Son 20 yıl içinde oluşturulan Ekonomik politikaların en
temel özelliği, Hantal ! Kamu varlığının ve Kamu işletme
mantığının kaynakların israfına yol açtığı ve yalnız ca
istihdam anlayışı ile düze çıkılamayacağı oldu.
Özelleştirme mucize bir yöntem olarak kabul edildi ve
uygulamalara başlandı.Son 18 yıl içinde
özelleştirmelerden 8,5 Milyar dolar gelir elde
edilmişken,Aynı dönemde Özelleştirme maliyetinin 8
milyar dolar olduğundan hiç söz edilmedi.Amaç Kamu
anlayışını tartışılır hale getirmek ve Devletin Sosyal
görevlerini uzun vadede ortadan
kaldırmaktı.Medya-Sermaye ilişkilerinin bu amaca hizmet
adına hangi yöntemleri kullandığı ve bu hizmetin
karşılığının nasıl alındığı bugün çok daha net
anlaşılmaktadır.
Ülke insanımız bu mucize yöntem ve uygulamalarına rağmen büyük çoğunluğu ile açlık sınırı altında yaşamaya mecbur edilmiştir.

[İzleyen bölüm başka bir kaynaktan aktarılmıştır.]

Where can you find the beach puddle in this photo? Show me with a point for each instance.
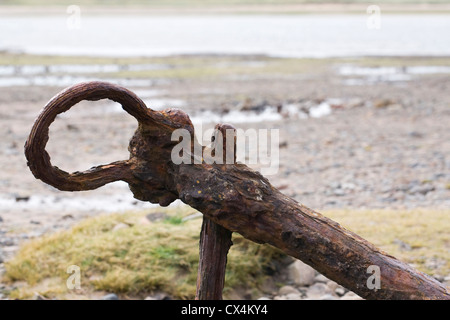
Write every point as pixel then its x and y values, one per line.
pixel 356 75
pixel 69 74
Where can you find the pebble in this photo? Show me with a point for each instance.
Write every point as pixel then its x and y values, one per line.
pixel 285 290
pixel 317 290
pixel 120 226
pixel 351 296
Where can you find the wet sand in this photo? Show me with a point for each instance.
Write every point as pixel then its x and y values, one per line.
pixel 386 144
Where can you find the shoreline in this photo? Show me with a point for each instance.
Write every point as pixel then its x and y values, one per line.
pixel 290 9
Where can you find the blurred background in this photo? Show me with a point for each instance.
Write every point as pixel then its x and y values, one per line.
pixel 358 91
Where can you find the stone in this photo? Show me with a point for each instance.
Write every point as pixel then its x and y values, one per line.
pixel 110 296
pixel 332 285
pixel 340 291
pixel 328 297
pixel 293 296
pixel 120 226
pixel 300 273
pixel 321 278
pixel 351 296
pixel 286 290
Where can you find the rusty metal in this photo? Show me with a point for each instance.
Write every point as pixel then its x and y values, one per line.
pixel 231 196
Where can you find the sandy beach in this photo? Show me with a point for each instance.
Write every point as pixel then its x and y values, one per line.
pixel 355 133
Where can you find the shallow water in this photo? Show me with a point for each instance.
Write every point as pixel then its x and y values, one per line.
pixel 276 35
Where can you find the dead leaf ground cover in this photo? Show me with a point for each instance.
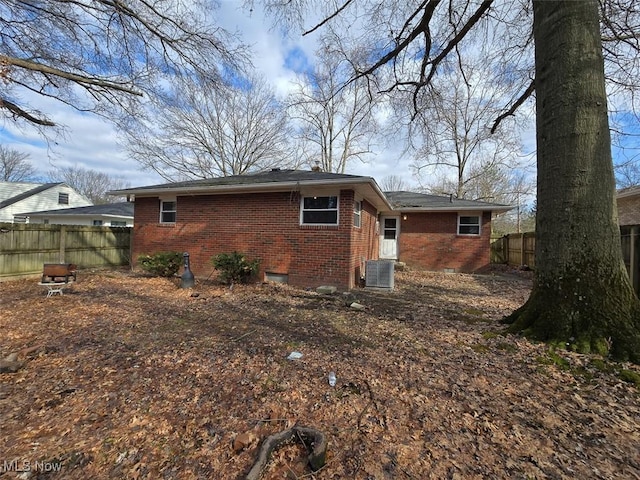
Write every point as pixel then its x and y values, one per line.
pixel 132 377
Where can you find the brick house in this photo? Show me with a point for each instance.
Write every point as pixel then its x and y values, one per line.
pixel 309 228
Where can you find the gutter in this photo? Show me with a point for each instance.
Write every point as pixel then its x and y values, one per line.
pixel 253 188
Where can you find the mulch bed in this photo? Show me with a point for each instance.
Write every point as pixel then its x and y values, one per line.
pixel 126 376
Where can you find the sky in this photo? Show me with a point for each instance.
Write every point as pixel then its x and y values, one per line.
pixel 92 143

Devleti tanımlamak için bulduğumuz ve bildiğimiz tek tanım “ ADALET” anlayışıdır. Gelirde Adalet , Vergide Adalet ,Eğitimde fırsat eşitliği , Sağlıkta hizmet eşitliği
,Tarımda ürün serbestliği ve Yargı önünde eşitlik 21.yüzyılda Ülkemizin temel vasıfları olmalıdır.
Anadolu coğrafyasının bizlere sunduğu zengin kaynakların halk için adalet içinde kullanılmaması sonucu bugün Doğal Zenginliklerimizi ve Büyük Sınai işletmelerimizi haraç mezat satıp , elde edilecek kaynaklarla borç faizlerinin ve daha acısı hortumların
bedelini ödememizi,Ülke petrol ihtiyacının %
86’sını karşılayan, Ülkede tahsil edilen tüm Vergi ve
fonların % 25 ’ini tek başına ödeyen TÜPRAŞ’ı iç
ve dış sermayenin iştahına terk etmemizi bekleyenler
bilmelidirler ki ; Tüpraş yalnız çalışanlarının değil
TÜRK halkının ortak değeridir.Türk halkı Böylesi bir
gücün bir sermaye grubunun elinde ülke ekonomi ve
siyaseti için ne denli tehlikeli bir silah
olabileceğinin farkındadır.
Biz aşağıda imzası bulunan Türk vatandaşları ;
Kefili olmadığımız borçlar adına kamu varlıklarının
satılması yerine Yolsuzluk ve Hortumlamalarla Kamudan
çalınan kaynakların son kuruşuna kadar tahsil edilmesi
için gereken yasal düzenlemelerin yapılmasını, zaman
aşımının bu suçlar ile ilgili kaldırılmasını
gerekiyorsa, Kamudan çalınan kaynakların geri alınması
için MÜSADERE YASASI çıkarılması hususunda gereğini arz
ederiz.
|
23 Eylül
2003 tarihinde Kırıkkale’de, sonrasında İzmir/Aliağa’da,
Batman’da, Samsun’da, Gemlik’te oluşturulan geçim
bürolarında işçiler halkla buluşarak hesap sormaya,
eylemliklerini sürdürmeye devam edeceklerdir.